Bekhsoos is an online magazine “covering topics related to (homo)sexuality in the Arab world”. Founded by the Lebanese group Meem, a support community for lesbians, bisexuals, queers, questioning women, and transgender persons, Bekhsoos was recently relaunched and will publish weekly from now on.
“Bekhsoos” means “concerning…”, and is a reference to the changing topic of each issue. As well as news articles and opinion pieces, Bekhsoos includes poetry, fiction, and personal stories that focus on queer and transgender identities in the Arab world. It also plans more investigative reports.
Nadz, one of the editors, explains the relaunch:
This is the new Bekhsoos. We’re back after almost a whole year of no publishing (the last issue we put out was in December 2008). So what’s different? For one thing, we’ve decided to publish weekly. […] Bekhsoos.com started out as a replacement for a “real” print magazine. We knew we probably couldn’t manage printing a magazine because we’d need lots of money to purchase a publishing license, do the printing, and it wouldn’t fit too well with Meem’s underground nature. At the time (exactly 2 years ago), Bekhsoos online was a replacement. Today, and with the way information sharing has evolved, it is clear to me that Bekhsoos actually belongs online. That’s where young LGBTs in Lebanon are looking for information, connections, and support. So it’s up to us to provide the information quickly, accurately, and consistently.
The age of “wow, gay groups in Lebanon, that alone is impressive” is over. It’s not impressive anymore. Now is the time for us to become engaged with our own societies, to think analytically, to advance politically, to understand the truth about oppression, to create, to research, to be proactive, to write, to write, to write! The LGBT community has always had a strong online presence – way before people were calling it “ICT [information and communication technologies] 4 social change” and “social networking.” That’s because we had no other choice. So we built websites and chatrooms on mIRC. Then we became bloggers. Then we came out on MySpace and started groups and causes on Facebook. Then we started a YouTube channel. Now, we’re tweeting. And guess what? The world is now moving into our side of the playground. And when media moves online, they’re coming to where we are strong and numerous and unafraid. They’re coming to where the younger generations are. And no, of course, this side is not the best because it leaves out the older generations, it leaves out the people who can’t afford internet or computers, it leaves out my mother. But they are on the course to getting there. It’s getting more affordable, more Arabicized, and more widespread. The Middle East is adding 500,000 internet users a month. That’s 6 million a year. If the queer community is everywhere online, then the internet users are bound to bump into us somewhere. They’re bound to listen to what we have to say.
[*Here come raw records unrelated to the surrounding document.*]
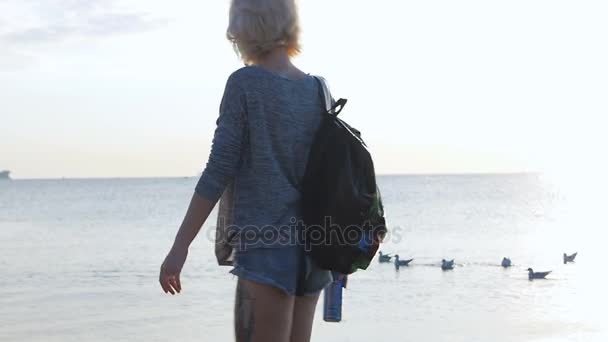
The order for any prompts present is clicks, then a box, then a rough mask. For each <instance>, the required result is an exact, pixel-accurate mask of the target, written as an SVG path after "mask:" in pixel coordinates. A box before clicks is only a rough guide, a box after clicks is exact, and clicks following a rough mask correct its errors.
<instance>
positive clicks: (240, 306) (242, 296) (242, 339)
mask: <svg viewBox="0 0 608 342" xmlns="http://www.w3.org/2000/svg"><path fill="white" fill-rule="evenodd" d="M254 305H255V298H253V296H252V295H251V294H250V293H249V291H247V289H246V288H245V286H244V285H243V283H242V282H241V281H240V280H239V281H237V285H236V300H235V303H234V329H235V334H236V341H237V342H250V341H252V337H253V331H254V328H255V321H254V312H253V308H254Z"/></svg>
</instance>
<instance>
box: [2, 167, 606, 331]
mask: <svg viewBox="0 0 608 342" xmlns="http://www.w3.org/2000/svg"><path fill="white" fill-rule="evenodd" d="M196 182H197V178H195V177H194V178H193V177H188V178H146V179H132V178H129V179H56V180H12V181H2V182H0V341H2V342H9V341H19V342H25V341H32V342H34V341H36V342H38V341H40V342H42V341H44V342H52V341H66V342H67V341H78V342H83V341H93V342H96V341H115V342H116V341H169V340H172V341H182V342H186V341H231V340H233V339H234V337H233V336H234V335H233V304H234V291H235V285H236V279H235V277H234V276H233V275H231V274H229V270H230V268H229V267H225V266H224V267H221V266H218V265H217V264H216V261H215V257H214V252H213V237H214V225H215V214H214V213H213V214H212V215H211V217H210V219H209V220H208V222H207V223H206V224H205V225H204V226H203V229H202V230H201V232H200V233H199V235H198V236H197V238H196V240H195V241H194V242H193V244H192V245H191V247H190V252H189V256H188V260H187V262H186V265H185V267H184V269H183V271H182V286H183V291H182V293H181V294H178V295H175V296H172V295H170V294H165V293H164V292H163V291H162V289H161V287H160V286H159V283H158V272H159V268H160V265H161V263H162V261H163V259H164V257H165V255H166V253H167V252H168V250H169V248H170V246H171V243H172V241H173V238H174V236H175V233H176V232H177V229H178V227H179V224H180V223H181V220H182V218H183V215H184V213H185V211H186V208H187V205H188V203H189V200H190V197H191V195H192V193H193V189H194V186H195V184H196ZM378 183H379V186H380V189H381V192H382V196H383V202H384V205H385V211H386V219H387V225H388V228H389V234H388V235H387V236H386V238H385V241H384V243H383V244H382V246H381V250H382V251H383V252H385V253H392V254H396V253H397V254H399V255H400V256H401V258H402V259H409V258H414V260H413V261H412V263H411V265H410V266H409V267H402V268H400V269H399V270H396V269H395V267H394V266H393V265H392V264H390V263H389V264H384V263H383V264H381V263H379V262H378V261H377V260H374V261H373V262H372V264H371V265H370V267H369V268H368V269H367V270H365V271H358V272H356V273H355V274H353V275H351V276H350V278H349V282H348V288H347V289H345V291H344V298H343V308H342V310H343V312H342V322H340V323H328V322H324V321H323V319H322V307H323V305H322V299H321V301H320V302H319V305H318V306H317V315H316V318H315V323H314V330H313V336H312V340H313V341H328V342H329V341H331V342H338V341H345V342H346V341H539V342H540V341H608V313H607V312H606V311H607V304H608V295H607V293H608V291H607V289H608V286H607V285H608V282H607V277H606V274H605V272H606V271H605V270H604V266H605V265H606V264H607V261H605V259H606V254H607V253H608V252H607V251H606V250H607V247H606V243H607V241H606V238H605V237H606V234H605V231H606V229H608V224H607V223H608V220H607V219H606V215H605V213H606V209H607V208H606V205H605V203H606V202H605V199H604V197H605V192H604V191H603V190H602V191H600V189H599V188H598V187H597V186H596V184H595V183H594V181H593V179H591V178H589V177H587V176H586V175H577V176H572V175H571V176H569V177H562V178H560V177H557V176H555V177H554V176H547V175H545V174H535V173H530V174H487V175H486V174H467V175H386V176H379V177H378ZM574 252H578V257H577V258H576V261H575V262H574V263H569V264H563V262H562V254H563V253H568V254H570V253H574ZM503 257H509V258H511V259H512V261H513V267H511V268H508V269H504V268H502V267H501V266H500V262H501V260H502V258H503ZM442 259H454V260H455V263H456V267H455V269H454V270H451V271H442V270H441V268H440V263H441V260H442ZM529 267H532V268H533V269H534V270H535V271H552V272H551V273H550V274H549V276H548V277H547V279H545V280H534V281H530V280H528V273H527V269H528V268H529Z"/></svg>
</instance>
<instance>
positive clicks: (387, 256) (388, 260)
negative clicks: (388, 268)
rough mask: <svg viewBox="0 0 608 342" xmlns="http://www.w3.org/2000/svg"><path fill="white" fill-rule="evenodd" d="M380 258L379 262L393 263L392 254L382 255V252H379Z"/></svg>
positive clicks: (378, 261)
mask: <svg viewBox="0 0 608 342" xmlns="http://www.w3.org/2000/svg"><path fill="white" fill-rule="evenodd" d="M379 253H380V256H379V257H378V262H380V263H383V262H391V258H392V256H391V255H390V254H382V251H380V252H379Z"/></svg>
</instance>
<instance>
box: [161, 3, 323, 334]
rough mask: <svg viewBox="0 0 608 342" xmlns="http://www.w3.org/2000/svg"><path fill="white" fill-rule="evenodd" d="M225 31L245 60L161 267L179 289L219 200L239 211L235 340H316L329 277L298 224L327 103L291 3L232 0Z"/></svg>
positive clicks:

A recent Bekhsoos article was called “5 Reasons Health Care for Lesbians in Lebanon is at Stake”:
Lesbians and bisexual women are alienated from the health care system in Lebanon. Barriers to medical care that lesbians face can cause poorer mental and physical health. […] Heterosexism and homophobia are endemic in Lebanon. “Coming Out” to your physician, even though essential, might be challenging. […] Lack of any adequate training of health care providers about lesbian health issues. The absence of formal education about homosexuality in medical school and residency training leads to an alarming lack of understanding of health issues relevant to homosexuals. Misconceptions and dogmas about homosexuality are prevalent in Lebanon. […] Some physicians still believe homosexuality is a mental disorder even 15 years after the World Health Organization has removed homosexuality from its list of mental illnesses.
Excellent initiative, and an excellent post. Well done, Ayesha!